This Hospital
Standing next to the hospital bed, holding the strongest hand you’ve ever touched in your life, the hand that has picked you up when you fell and ruffled your hair and fed you secret popcorn treats in the middle of the night, you don’t want to think of letting go. The hand goes cold and your mind goes blank.
In the future, you will have major surgery in this hospital and secretly resign yourself to dying in a room nearby. In the future, you will work in this hospital and wonder if working in this hospital is an adequate connection to the ghost that never appears even though you often call to him. In the future, your mother will have major surgery in this hospital and you will consume petty distractions as your sustenance in order to avoid remembering this moment. You can’t know any of this. Somehow, you know all of this.

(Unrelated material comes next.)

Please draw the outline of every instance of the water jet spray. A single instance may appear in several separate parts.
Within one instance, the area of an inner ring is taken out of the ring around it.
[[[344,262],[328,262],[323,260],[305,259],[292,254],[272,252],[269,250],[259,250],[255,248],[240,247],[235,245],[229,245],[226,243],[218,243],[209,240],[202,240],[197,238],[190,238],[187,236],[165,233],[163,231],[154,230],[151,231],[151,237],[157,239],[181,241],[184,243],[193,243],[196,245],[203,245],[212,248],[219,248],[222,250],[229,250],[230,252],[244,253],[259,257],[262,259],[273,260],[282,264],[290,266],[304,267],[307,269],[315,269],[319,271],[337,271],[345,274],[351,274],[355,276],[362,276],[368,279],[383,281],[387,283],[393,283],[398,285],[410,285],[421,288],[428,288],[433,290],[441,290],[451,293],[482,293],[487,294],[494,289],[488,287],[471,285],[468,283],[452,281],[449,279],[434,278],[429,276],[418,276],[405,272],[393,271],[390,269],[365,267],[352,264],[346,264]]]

In the past, you’ve rushed to this hospital for or with your grandmother, your mother, your aunts, your cousins. Your father. You’ve rushed here, white clenched digits on the steering wheel, various pale passengers in the seat beside you. In the past, you’ve known you were in a competition with the invisible racing greyhound of time and you’ve always won. You’ve seen smiles in the ER, or admissions that last a single night, or long-term care that ends with your father dancing in this hospital in an open-backed gown, itching to go home. Now, there is no competition with time. Now, there is no dance.
You let go of the hand that you love and run down the hallway to throw up. It won’t be the last time you throw up in this hospital, but it will be the last time you hold that hand.